In that childish spirit, I rejoice in the news that Sweden will join NATO. I remember the long years when the line running down Europe was back here, through Germany. For a while now it’s been all the way over there, up against Russia. The latest: we just swallowed an ocean. The Baltic belongs to us the way the Mediterranean belonged to Rome. With Sweden and Finland we get the top half, so it’s game over. One wasn’t even looking for this. It’s a side-result, a throw-in. But RC Cola, man. Because that sea is now our sea.

By us I mean America, the founder, workhorse, and guiding spirit of NATO. Michael Lind, a distinguished American academic, writes at Unherd that Europe looks like it’ll be more and more under our country’s influence, the big reason being the Russian invasion of Ukraine. The article’s a brisk trot along the horizon, so Lind doesn’t give details. But here’s a good bit: he reminds us that NATO now has 32 members, the European Union only 28. More of Europe relies on American nukes than on European membership.

As to why Europe needs us, Lind goes broadbrush and writes that “only the US has the unity and the military infrastructure to coordinate multinational military efforts in or near Europe.” I guess he means the Europeans may have their share of armed goods but the goods are divided among many nations and therefore many commands. Whereas the United States has an immense pile of armed goods, all of it under one command. Therefore, a few of the larger European countries couldn’t put their heads together and send a joint force to duff up a nearby target. Which, as conclusions go, seems like a jump.

But we all saw which way Finland and Sweden ran when things got real. Whatever the underpinnings of the situation, Europe needs America. That isn’t great news for Europe, considering. Here’s where a fellow American must differ with Lind. He refers to our unity and leaves things at that. He shouldn’t have. We’re still one nation, but what a nation. The place is heaving, and Europe’s fate is one of the issues we disagree about. Our previous chief executive was NATO-skeptical and Russia-friendly. He’s still that way and he’s the frontrunner for his party’s presidential nomination; meanwhile, the number-two candidate cares so little about Europe that he scuttled between calling the Ukraine invasion a territorial dispute and calling Putin a war criminal. It’s on this weak vessel that the old Reaganites, the believers in Standing Tall, had to settle their hopes.

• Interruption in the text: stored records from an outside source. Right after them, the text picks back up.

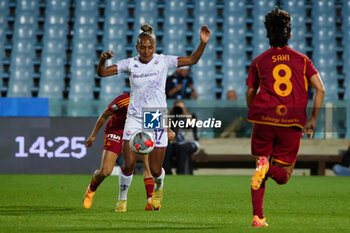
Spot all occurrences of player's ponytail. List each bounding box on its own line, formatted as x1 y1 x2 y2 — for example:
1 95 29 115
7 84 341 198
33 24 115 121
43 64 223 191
264 8 291 47
137 24 156 44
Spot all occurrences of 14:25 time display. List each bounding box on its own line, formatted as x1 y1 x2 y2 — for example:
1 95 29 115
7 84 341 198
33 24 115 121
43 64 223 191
15 136 87 159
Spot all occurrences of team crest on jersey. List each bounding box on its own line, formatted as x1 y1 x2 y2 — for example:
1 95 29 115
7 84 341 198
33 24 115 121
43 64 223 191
154 60 159 64
143 110 162 129
111 104 118 111
133 64 139 68
126 130 132 136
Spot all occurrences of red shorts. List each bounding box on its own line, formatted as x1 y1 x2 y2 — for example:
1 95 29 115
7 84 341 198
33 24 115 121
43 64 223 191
103 133 123 155
251 123 302 165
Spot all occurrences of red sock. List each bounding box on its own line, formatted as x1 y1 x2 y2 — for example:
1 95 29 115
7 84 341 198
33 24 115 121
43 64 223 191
144 177 155 199
89 177 99 192
267 164 290 184
251 179 266 219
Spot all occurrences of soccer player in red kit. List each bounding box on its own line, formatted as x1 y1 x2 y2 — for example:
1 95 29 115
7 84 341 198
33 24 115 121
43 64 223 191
246 8 325 227
83 93 155 211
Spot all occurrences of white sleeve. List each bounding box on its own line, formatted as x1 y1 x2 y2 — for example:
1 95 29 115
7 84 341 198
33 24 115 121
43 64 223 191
163 55 178 69
115 58 131 74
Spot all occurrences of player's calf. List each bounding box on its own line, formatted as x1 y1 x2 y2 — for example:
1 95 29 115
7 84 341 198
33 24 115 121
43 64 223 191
266 164 291 185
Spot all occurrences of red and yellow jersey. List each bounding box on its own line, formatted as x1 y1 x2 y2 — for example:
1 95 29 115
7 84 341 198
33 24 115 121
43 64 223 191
105 93 130 134
246 46 318 129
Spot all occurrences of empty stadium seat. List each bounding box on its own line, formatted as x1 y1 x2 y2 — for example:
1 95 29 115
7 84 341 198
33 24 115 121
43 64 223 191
42 40 66 54
66 99 95 116
38 79 64 98
7 79 32 97
17 0 38 11
106 0 126 11
46 0 70 11
100 77 125 100
70 67 95 81
68 80 94 100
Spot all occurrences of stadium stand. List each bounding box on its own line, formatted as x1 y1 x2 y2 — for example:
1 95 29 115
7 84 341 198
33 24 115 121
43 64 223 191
191 0 218 99
163 0 187 56
281 0 307 54
252 0 276 58
222 0 247 99
312 0 338 100
0 1 8 91
343 0 350 100
68 0 98 101
100 0 128 99
8 0 39 97
39 0 70 99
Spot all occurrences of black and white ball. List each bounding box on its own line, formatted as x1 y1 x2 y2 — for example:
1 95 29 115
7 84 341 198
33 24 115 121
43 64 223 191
129 130 155 154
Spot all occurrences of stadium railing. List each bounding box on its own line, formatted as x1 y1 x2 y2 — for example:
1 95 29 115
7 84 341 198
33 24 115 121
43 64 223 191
193 138 344 176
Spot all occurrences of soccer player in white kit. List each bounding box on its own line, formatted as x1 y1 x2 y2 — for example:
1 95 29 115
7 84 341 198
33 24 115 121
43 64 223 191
97 24 211 211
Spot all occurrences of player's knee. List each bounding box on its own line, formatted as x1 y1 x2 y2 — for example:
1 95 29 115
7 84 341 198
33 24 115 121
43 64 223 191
150 167 162 177
122 165 134 175
276 173 290 185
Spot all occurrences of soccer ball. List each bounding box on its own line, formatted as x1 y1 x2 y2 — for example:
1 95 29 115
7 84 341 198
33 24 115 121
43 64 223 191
129 130 155 154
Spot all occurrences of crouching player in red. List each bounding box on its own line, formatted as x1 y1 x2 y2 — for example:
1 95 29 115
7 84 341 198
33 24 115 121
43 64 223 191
83 92 155 211
246 8 325 227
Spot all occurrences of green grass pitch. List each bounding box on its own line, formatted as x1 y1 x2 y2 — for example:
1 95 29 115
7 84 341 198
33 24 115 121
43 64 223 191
0 175 349 233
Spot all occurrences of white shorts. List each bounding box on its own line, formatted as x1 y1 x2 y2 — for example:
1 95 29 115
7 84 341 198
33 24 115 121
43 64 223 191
123 115 168 148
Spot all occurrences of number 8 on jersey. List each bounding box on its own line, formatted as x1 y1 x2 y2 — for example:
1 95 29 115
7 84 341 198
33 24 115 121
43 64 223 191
273 64 292 97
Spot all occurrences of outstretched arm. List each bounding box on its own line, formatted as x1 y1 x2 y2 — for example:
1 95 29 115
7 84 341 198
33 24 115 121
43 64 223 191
96 51 118 77
303 73 325 139
86 109 113 147
178 25 211 67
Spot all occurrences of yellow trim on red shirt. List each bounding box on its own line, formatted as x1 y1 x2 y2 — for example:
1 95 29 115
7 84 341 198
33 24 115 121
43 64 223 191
247 118 304 129
272 158 293 165
117 98 130 105
118 102 129 108
256 63 262 88
303 58 308 92
117 99 130 108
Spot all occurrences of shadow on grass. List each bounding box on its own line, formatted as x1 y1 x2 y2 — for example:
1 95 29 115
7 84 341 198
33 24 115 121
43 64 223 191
49 226 221 232
0 205 78 216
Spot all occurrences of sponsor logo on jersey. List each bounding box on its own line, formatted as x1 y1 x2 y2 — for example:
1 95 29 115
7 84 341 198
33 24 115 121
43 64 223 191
132 71 159 79
107 134 121 141
133 64 139 68
143 110 162 129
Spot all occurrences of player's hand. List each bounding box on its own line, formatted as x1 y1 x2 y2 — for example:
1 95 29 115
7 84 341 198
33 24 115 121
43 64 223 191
100 51 114 61
86 135 95 147
168 128 175 141
200 25 211 44
303 118 316 139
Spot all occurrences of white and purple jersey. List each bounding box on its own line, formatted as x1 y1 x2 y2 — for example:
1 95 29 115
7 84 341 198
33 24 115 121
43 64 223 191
115 54 178 118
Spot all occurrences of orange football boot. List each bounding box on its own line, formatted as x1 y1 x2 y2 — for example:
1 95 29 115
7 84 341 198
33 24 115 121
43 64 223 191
83 186 95 209
252 215 268 227
145 200 153 211
251 156 269 190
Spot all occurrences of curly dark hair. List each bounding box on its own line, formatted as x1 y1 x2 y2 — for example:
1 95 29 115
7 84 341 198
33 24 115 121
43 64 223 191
264 8 291 47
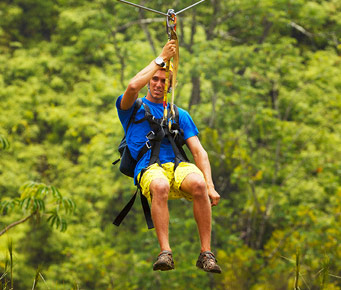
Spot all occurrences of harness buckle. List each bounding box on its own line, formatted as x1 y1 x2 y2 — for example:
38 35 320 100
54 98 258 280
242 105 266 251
146 131 155 140
172 129 179 136
145 140 152 149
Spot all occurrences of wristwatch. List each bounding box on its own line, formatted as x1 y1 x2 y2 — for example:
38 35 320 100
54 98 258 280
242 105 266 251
154 56 165 67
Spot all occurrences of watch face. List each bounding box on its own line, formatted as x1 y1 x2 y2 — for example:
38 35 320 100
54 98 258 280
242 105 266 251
155 57 164 66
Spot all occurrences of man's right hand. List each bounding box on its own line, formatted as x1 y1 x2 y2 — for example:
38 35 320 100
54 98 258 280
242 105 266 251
120 40 177 111
159 40 176 62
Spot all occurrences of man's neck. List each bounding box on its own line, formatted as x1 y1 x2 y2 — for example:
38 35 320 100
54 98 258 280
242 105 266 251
146 92 163 104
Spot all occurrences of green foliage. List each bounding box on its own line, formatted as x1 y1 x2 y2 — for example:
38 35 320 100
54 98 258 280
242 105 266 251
1 181 75 233
0 135 9 150
0 239 13 290
0 0 341 288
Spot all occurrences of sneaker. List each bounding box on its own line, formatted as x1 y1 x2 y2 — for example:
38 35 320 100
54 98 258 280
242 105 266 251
153 251 175 271
196 251 222 273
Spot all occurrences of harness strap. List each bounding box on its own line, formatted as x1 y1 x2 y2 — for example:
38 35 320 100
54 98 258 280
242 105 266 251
148 139 162 167
114 168 154 229
127 98 143 129
133 111 154 124
140 188 154 229
166 132 187 169
113 187 137 227
112 98 144 166
113 186 154 229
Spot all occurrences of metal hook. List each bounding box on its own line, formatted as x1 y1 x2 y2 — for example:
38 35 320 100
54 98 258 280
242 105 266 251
166 9 176 39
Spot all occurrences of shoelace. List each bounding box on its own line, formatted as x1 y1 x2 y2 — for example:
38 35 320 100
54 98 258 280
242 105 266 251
202 252 217 262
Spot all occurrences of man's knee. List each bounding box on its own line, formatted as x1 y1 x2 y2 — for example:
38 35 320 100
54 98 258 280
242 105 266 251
150 178 170 201
188 175 207 199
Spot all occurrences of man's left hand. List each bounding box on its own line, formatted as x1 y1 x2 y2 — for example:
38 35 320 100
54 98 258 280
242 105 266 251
208 188 220 206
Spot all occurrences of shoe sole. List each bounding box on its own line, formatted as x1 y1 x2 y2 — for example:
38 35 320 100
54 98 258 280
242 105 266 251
196 263 221 274
153 262 174 271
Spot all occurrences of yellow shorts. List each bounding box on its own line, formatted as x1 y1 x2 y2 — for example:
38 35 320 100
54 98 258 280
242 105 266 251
137 162 204 202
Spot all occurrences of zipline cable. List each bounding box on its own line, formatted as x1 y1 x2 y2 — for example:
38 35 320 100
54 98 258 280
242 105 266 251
116 0 168 16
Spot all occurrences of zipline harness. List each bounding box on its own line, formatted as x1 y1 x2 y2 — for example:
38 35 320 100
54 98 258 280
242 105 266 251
113 0 206 229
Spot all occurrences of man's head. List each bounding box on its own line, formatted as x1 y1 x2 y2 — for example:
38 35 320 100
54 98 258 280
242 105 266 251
147 63 173 103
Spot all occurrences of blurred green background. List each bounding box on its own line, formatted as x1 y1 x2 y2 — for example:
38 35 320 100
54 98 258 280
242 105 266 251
1 0 341 288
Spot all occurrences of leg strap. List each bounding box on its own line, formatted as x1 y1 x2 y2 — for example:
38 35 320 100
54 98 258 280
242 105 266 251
113 173 154 229
113 188 137 227
141 192 154 229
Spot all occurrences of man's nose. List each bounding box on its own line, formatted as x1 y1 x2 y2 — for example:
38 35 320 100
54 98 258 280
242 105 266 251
156 80 164 87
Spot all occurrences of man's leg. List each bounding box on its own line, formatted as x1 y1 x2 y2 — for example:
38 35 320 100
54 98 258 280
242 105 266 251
180 171 221 273
149 178 171 253
180 173 212 253
139 164 174 271
149 177 175 271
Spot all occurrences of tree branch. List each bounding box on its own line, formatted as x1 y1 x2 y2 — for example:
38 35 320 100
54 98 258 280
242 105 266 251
289 22 313 38
258 17 273 44
0 212 36 236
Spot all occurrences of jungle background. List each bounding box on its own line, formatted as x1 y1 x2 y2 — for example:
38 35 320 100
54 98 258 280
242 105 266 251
1 0 341 289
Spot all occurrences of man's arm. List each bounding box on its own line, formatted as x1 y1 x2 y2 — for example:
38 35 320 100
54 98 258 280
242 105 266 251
120 40 177 110
186 136 220 206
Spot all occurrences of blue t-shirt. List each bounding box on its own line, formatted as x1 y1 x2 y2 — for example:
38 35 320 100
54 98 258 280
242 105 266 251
116 95 199 183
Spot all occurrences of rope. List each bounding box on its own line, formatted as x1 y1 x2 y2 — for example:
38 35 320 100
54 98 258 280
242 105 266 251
163 12 178 129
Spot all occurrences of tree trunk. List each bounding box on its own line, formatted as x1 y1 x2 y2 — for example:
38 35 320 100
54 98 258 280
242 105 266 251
188 75 201 110
205 0 220 40
138 1 157 55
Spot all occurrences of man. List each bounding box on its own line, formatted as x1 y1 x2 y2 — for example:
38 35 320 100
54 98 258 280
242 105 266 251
116 40 221 273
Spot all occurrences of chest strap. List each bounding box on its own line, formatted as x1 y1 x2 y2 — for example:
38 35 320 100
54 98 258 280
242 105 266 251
134 102 188 169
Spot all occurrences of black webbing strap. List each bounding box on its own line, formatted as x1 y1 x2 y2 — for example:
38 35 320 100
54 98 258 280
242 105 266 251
113 188 138 227
113 186 154 229
112 158 121 165
137 169 154 229
140 191 154 229
148 139 162 166
166 128 187 169
127 98 143 131
113 166 154 229
112 99 143 166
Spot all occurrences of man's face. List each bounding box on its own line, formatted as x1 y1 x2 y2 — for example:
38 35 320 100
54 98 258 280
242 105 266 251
148 70 169 102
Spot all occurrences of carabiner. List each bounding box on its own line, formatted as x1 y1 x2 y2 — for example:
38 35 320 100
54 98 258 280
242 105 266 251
166 9 177 40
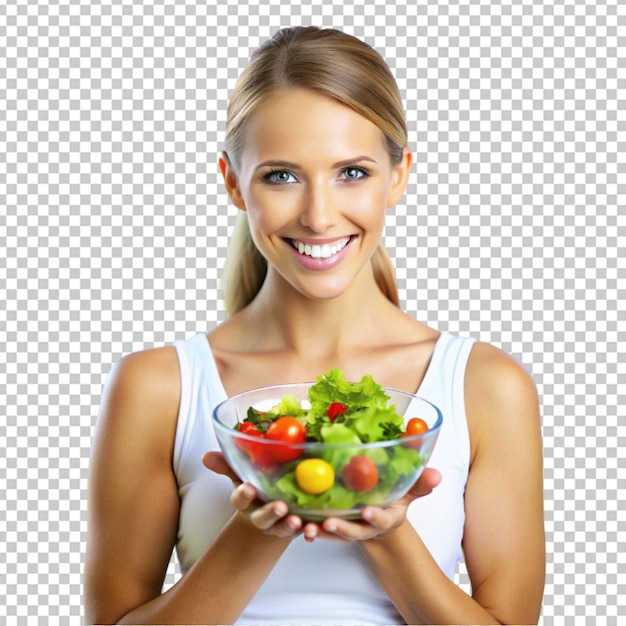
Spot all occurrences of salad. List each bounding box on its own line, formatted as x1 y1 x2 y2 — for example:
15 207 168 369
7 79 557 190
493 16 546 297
233 368 430 512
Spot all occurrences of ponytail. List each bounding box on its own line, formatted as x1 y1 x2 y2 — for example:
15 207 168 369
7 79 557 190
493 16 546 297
223 213 400 316
223 212 267 317
371 244 400 307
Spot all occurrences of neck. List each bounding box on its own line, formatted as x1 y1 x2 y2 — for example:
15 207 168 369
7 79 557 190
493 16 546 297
241 267 396 358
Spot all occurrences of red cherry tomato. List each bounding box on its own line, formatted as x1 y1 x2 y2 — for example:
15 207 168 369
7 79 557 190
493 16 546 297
400 417 429 448
265 416 307 463
326 402 349 422
341 455 379 493
406 417 428 435
235 423 273 469
238 422 260 435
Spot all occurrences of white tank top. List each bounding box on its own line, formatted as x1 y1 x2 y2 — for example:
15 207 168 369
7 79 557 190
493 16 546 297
173 331 476 625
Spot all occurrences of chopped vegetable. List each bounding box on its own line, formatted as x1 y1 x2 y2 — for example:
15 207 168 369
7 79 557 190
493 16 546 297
235 368 429 511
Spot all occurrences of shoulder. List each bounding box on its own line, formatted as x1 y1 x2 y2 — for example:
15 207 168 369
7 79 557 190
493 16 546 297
465 341 538 406
464 342 541 462
97 346 181 462
103 346 180 410
465 341 537 401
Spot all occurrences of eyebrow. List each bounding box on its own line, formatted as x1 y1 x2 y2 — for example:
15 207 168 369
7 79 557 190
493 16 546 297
255 155 378 171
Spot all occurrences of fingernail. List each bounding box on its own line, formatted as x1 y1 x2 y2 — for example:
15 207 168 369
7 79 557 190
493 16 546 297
362 509 374 521
325 522 336 532
241 484 255 498
273 504 287 516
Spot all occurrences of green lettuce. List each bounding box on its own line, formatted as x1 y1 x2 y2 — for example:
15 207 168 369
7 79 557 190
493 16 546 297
272 393 306 418
308 369 390 417
304 369 405 443
250 368 427 515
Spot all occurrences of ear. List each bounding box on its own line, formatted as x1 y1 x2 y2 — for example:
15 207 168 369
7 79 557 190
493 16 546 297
386 147 413 208
219 151 247 211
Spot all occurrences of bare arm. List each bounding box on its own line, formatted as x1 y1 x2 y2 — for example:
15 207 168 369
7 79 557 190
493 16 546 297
461 343 545 622
344 343 545 624
84 349 294 625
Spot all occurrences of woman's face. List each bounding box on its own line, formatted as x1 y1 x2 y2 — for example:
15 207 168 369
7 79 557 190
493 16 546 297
221 88 411 303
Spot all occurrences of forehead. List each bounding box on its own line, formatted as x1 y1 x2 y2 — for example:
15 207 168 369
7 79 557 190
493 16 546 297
238 88 389 166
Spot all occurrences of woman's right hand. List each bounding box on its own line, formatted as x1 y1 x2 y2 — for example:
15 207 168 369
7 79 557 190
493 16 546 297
202 451 310 540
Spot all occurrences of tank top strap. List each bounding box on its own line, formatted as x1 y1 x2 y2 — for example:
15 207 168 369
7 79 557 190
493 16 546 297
419 331 474 389
173 333 228 477
404 331 477 578
418 331 477 464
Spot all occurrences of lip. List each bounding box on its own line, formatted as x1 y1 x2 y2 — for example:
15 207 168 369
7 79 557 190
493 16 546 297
286 236 355 271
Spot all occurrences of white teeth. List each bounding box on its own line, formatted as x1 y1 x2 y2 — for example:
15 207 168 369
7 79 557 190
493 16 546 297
293 237 350 259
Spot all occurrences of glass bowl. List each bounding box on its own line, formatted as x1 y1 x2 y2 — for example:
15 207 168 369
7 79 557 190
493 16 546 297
212 383 442 520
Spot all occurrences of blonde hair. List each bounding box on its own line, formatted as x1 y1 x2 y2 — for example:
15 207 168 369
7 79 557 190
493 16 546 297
223 27 406 315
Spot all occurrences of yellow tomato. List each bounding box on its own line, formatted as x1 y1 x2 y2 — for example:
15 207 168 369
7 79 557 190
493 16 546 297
295 458 335 494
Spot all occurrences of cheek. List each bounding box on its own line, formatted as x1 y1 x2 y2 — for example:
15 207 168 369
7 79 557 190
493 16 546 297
348 186 388 228
244 191 296 241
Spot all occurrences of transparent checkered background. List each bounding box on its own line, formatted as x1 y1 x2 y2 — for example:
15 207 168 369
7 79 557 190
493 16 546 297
1 0 624 623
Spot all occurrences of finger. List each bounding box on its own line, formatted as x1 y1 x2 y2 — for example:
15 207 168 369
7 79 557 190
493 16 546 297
230 482 258 511
302 525 349 543
249 500 291 531
405 467 442 500
358 506 396 533
266 517 304 540
281 514 305 538
321 517 371 542
202 451 240 484
302 522 320 543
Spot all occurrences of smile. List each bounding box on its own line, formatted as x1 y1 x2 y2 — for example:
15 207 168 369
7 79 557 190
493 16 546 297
290 237 351 260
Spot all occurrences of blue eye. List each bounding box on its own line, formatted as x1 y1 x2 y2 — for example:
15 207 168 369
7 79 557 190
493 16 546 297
263 170 297 184
341 167 368 180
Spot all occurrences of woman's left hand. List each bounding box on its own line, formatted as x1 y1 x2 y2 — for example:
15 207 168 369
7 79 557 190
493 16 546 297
303 468 442 543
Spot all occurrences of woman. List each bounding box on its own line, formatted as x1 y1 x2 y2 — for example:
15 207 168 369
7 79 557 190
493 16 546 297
85 26 545 625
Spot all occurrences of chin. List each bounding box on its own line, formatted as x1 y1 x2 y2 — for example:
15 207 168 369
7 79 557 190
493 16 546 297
292 277 359 303
271 264 371 303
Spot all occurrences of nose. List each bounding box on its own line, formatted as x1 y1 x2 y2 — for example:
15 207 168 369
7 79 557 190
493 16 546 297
299 182 336 233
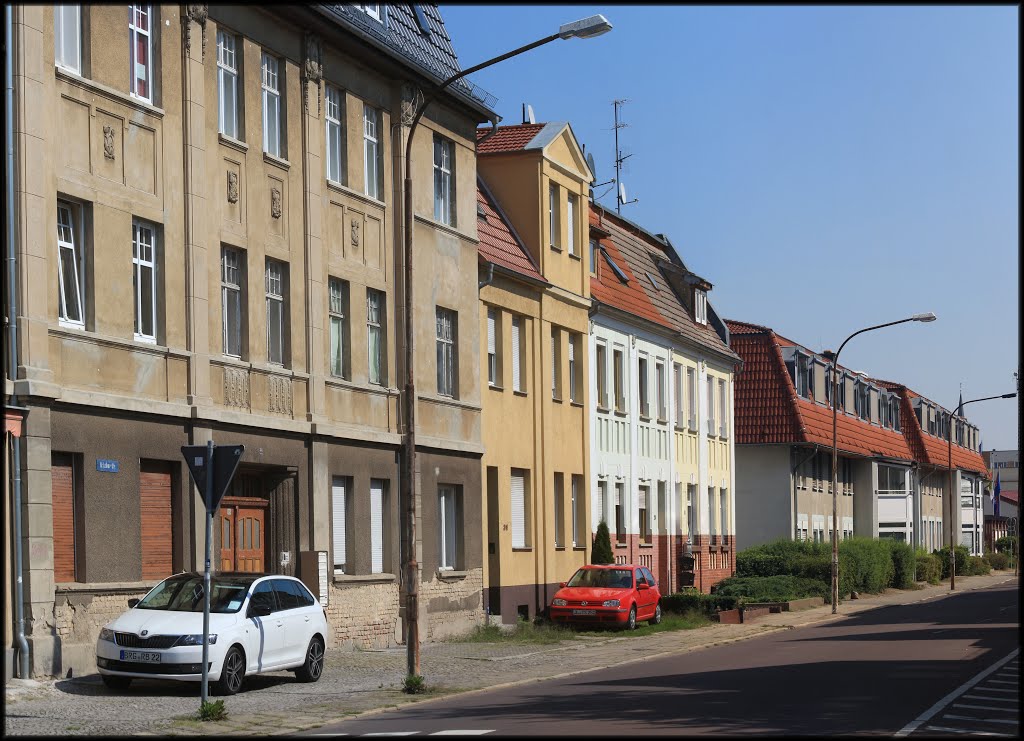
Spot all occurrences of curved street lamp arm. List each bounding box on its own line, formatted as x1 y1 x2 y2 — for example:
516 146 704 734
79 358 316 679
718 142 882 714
833 317 918 369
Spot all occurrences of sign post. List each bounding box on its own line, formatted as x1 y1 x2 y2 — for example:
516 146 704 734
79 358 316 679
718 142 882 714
181 442 244 706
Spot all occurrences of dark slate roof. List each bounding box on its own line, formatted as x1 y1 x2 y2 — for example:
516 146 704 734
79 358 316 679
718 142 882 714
315 4 496 115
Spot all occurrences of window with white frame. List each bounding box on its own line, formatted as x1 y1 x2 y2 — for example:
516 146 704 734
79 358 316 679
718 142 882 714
638 355 649 417
706 376 716 435
370 479 387 573
132 219 157 343
566 194 577 256
551 326 562 400
812 515 825 543
613 348 625 412
720 487 729 536
548 183 559 248
433 134 453 226
438 485 460 570
686 484 697 536
217 31 239 138
511 315 524 392
325 85 344 184
328 277 349 379
510 469 528 548
331 476 350 572
261 53 281 157
568 333 581 403
589 237 598 275
614 482 625 543
436 306 456 397
596 343 608 408
553 473 564 548
674 363 683 427
56 201 85 328
265 259 286 365
571 474 583 547
55 5 82 73
128 4 152 102
796 513 809 541
687 366 697 430
707 486 717 537
363 104 383 199
718 378 728 437
655 361 666 421
638 485 650 544
357 3 382 22
486 308 498 387
221 246 243 357
367 288 385 385
596 480 607 526
694 289 707 325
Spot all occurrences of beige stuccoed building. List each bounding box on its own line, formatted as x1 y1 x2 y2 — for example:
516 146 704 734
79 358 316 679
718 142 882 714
4 3 495 680
475 122 593 623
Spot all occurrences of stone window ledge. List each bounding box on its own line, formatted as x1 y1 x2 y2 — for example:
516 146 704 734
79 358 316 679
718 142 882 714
437 569 468 581
332 573 396 586
55 581 155 596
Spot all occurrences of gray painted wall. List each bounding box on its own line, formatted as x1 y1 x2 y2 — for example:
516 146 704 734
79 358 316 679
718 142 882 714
735 446 793 550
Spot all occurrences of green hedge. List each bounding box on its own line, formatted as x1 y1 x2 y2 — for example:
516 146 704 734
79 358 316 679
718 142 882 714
661 591 743 617
710 575 828 602
885 539 916 589
915 552 942 584
966 555 990 576
994 535 1018 554
934 545 970 579
984 551 1009 570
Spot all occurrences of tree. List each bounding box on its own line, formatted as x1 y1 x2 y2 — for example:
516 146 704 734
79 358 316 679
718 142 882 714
592 520 614 565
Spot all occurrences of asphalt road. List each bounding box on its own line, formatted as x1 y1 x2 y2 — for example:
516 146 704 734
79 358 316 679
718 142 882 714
306 581 1019 736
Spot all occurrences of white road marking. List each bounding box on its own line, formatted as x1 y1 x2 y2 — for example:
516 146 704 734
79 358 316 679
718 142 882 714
895 647 1019 737
924 726 1010 736
951 703 1020 712
943 715 1018 726
428 732 495 736
984 687 1018 694
362 734 418 737
988 679 1017 685
963 694 1016 703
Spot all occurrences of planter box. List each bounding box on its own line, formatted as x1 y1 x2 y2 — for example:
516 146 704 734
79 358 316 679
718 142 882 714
742 601 787 614
786 597 825 612
715 608 742 624
740 606 772 623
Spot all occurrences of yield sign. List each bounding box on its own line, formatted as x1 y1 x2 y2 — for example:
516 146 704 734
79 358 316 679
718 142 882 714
181 444 244 512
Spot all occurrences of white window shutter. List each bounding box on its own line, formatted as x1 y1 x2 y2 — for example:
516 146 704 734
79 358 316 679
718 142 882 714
511 318 521 391
511 472 526 548
638 487 648 510
370 480 384 573
487 310 496 355
551 332 557 394
332 477 347 571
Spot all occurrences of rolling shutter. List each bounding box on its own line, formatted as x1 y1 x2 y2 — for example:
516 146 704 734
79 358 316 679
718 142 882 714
51 454 76 583
370 479 384 573
487 310 495 355
510 471 526 548
140 461 173 580
551 331 557 395
511 318 521 391
638 486 648 510
332 477 347 571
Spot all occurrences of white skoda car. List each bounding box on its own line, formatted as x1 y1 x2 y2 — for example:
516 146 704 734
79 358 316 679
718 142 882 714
95 572 328 695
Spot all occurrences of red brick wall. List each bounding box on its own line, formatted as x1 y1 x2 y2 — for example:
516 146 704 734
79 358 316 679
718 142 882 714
602 533 736 595
677 534 736 594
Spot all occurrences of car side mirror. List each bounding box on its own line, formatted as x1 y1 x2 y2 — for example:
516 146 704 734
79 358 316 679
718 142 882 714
249 604 272 618
559 582 567 588
127 598 139 608
637 583 649 590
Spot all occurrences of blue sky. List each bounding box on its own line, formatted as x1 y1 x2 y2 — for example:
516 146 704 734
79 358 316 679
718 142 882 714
443 4 1020 451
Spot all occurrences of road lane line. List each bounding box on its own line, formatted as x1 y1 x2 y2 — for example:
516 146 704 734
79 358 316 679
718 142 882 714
984 688 1018 694
924 726 1011 736
942 715 1018 725
428 732 495 736
988 679 1017 685
951 703 1020 712
963 694 1017 703
361 733 418 737
894 647 1020 737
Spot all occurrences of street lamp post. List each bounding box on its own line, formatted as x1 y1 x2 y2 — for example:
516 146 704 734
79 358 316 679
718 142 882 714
945 391 1016 590
825 313 936 614
399 15 611 680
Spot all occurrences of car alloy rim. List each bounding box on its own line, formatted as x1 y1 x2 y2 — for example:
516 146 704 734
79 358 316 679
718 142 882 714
309 641 324 678
226 651 243 692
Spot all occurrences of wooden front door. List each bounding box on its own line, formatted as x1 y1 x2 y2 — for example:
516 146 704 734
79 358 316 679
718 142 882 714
220 497 268 573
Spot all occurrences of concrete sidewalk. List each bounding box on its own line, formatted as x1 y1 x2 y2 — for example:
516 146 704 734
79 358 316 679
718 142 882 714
4 572 1017 736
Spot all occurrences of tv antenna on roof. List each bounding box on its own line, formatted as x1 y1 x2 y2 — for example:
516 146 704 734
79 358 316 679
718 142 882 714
613 99 638 213
583 145 614 201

Europe needs our leadership, but for 20 years our leadership has been erratic. Even before Donald Trump took over, Republicans wanted America to be a rogue country; hence the Iraq war. The party’s leaders cared about Europe’s safety but not its opinion; now the party’s voters would like to forget Europe altogether. That leaves the Democrats, who are struggling to keep a grip on power. Russia’s such a menace, and Europe so disorganized militarily, that America now has the Baltic. But being indispensable isn’t the same as being permanent. In that spirit I say hooray for us, and also Europe had better consider the possibility that we’ll bug out and leave them screwed. Getting two such thoughts into your head is what it takes to appreciate the United States.